Le problème, éthique et juridique, est d’autant plus difficile, que dans tous les jeux de guerre menés jusqu’ici, l’agresseur cybernétique gagne à tous les coups. En d’autres termes, la seule défense efficace dans la cyberwar se trouve dans l’attaque. Et voici donc posée en termes tout nouveaux la si grave question de la guerre préventive.     

 

Les Etats-Unis se dotent d’institutions et d’organismes capables d’étudier toutes les implications de cette révolution technologique, par exemple, le CETMONS (Consortium for Emerging Technologies, Military Operations and National Security), basée à l’Arizona State University (ASU. Dans le comité exécutif du CETMONS se trouvent deux personnalités aussi estimables que remarquables, Mme Shannon French et le Pr. George Lucas(rien à voir avec le cinéaste de La guerre des étoiles).

 

Dans une présentation du CETMONS que j’ai en mains, je lis (c’est moi qui traduis) : « La technologie développée dans des buts militaires recèle un potentiel considérable de déstabilisation de tous les systèmes existants, économique, social, militaire, culturel et technologique.

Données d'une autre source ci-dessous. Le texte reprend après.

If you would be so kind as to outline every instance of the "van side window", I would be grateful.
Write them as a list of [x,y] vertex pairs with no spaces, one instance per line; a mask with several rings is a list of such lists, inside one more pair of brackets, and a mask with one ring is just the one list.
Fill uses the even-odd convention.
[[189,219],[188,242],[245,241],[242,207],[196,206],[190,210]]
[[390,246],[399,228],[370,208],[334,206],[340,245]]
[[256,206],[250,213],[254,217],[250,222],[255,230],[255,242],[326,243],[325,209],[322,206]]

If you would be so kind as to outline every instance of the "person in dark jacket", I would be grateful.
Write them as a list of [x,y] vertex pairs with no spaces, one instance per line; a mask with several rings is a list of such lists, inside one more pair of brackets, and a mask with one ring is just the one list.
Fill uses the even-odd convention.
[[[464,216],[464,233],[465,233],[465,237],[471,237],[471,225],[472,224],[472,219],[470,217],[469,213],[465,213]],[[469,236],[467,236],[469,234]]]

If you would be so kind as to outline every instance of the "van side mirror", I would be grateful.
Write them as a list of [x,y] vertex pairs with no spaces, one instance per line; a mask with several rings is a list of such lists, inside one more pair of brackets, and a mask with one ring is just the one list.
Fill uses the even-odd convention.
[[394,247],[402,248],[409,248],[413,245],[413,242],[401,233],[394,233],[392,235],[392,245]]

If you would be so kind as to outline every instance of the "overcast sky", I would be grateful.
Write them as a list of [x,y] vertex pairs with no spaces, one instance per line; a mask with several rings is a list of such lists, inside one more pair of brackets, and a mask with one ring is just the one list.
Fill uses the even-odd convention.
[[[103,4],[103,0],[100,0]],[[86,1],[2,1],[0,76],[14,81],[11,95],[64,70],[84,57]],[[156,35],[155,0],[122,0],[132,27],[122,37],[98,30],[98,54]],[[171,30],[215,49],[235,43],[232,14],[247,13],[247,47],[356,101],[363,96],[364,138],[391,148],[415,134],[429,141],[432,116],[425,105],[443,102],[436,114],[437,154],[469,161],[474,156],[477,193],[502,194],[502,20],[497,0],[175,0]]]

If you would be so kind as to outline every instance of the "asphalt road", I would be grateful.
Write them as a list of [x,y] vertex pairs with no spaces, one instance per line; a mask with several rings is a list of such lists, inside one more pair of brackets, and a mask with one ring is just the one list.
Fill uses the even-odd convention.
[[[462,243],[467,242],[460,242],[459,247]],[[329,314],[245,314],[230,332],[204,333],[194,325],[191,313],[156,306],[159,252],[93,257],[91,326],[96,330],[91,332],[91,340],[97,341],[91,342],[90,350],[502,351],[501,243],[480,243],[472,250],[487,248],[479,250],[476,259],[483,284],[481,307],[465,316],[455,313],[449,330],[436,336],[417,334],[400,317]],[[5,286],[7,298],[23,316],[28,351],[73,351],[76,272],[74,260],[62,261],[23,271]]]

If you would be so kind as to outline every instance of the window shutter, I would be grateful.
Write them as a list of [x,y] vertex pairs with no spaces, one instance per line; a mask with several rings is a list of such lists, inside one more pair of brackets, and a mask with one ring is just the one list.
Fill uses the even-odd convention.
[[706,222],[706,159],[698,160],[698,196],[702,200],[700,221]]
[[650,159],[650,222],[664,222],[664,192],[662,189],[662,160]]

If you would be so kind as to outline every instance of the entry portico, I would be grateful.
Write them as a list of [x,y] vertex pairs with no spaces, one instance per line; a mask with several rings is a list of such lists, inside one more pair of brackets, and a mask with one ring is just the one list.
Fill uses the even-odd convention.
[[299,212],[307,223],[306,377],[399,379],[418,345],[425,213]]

Les nouvelles armes et les nouvelles façons de conduire les guerres vont introduire des dilemmes éthiques et apporter de profonds changements à tous les aspects de la société. Nous devons comprendre de quoi il s’agit, non simplement dans une vue militaire opérationnelle, mais à cause des implications stratégiques et culturelles. »

 

Penser la guerre pour faire l’Europe

 

On entend en ce moment beaucoup de critiques relatives à l’impuissance de l’Europe face à la crise financière qu’elle traverse. Ce qui m’inquiète beaucoup plus, c’est de voir l’Europe raisonner comme si l’économique était le tout, comme s’il existait par lui-même, et demeurer dans l’indifférence au contexte politique et militaire international et mondial. Plus que jamais, pour situer la politique à son juste niveau, il faut penser la guerre. Autrement, il n’y a pas de Pouvoir.

 

C’est parce que nous ne pensons pas la guerre, et ne pensons pas à la guerre, que nous sommes incapables de dégager un leadership politique européen effectif et que même les questions financières nous semblent insolubles. On ne fait pas confiance à une communauté politique où n’existe pas un véritable Pouvoir légitime. Et si une communauté politique est paralysée par le politiquement correct, elle n’a pas de Pouvoir, elle est aussi impuissante et désarmée qu’ingouvernable. Sans Pouvoir, elle n’inspire pas confiance. Sans confiance, pas de crédit, et sans crédit, pas de monnaie. L’Europe se fera en commençant par repenser la guerre

 

Il est vrai que l'idée de guerre et l'idée de Pouvoir sont politiquement incorrects. Mais rien de ce qui vit n’est viable, s’il n’est pas en mesure de se défendre et de prendre en compte le tragique de l’existence, autour d’un Pouvoir et d’un Commandant en chef. Une démocratie soumise au politiquement correct n’est pas une démocratie durable. Il faut penser la guerre pour faire l’Europe. La monnaie n’est jamais qu’un sous-produit de la puissance. Et dans des esprits très développés, l’impuissance réside entièrement dans la tête. Pour sortir de la crise, il faut sortir du politiquement correct.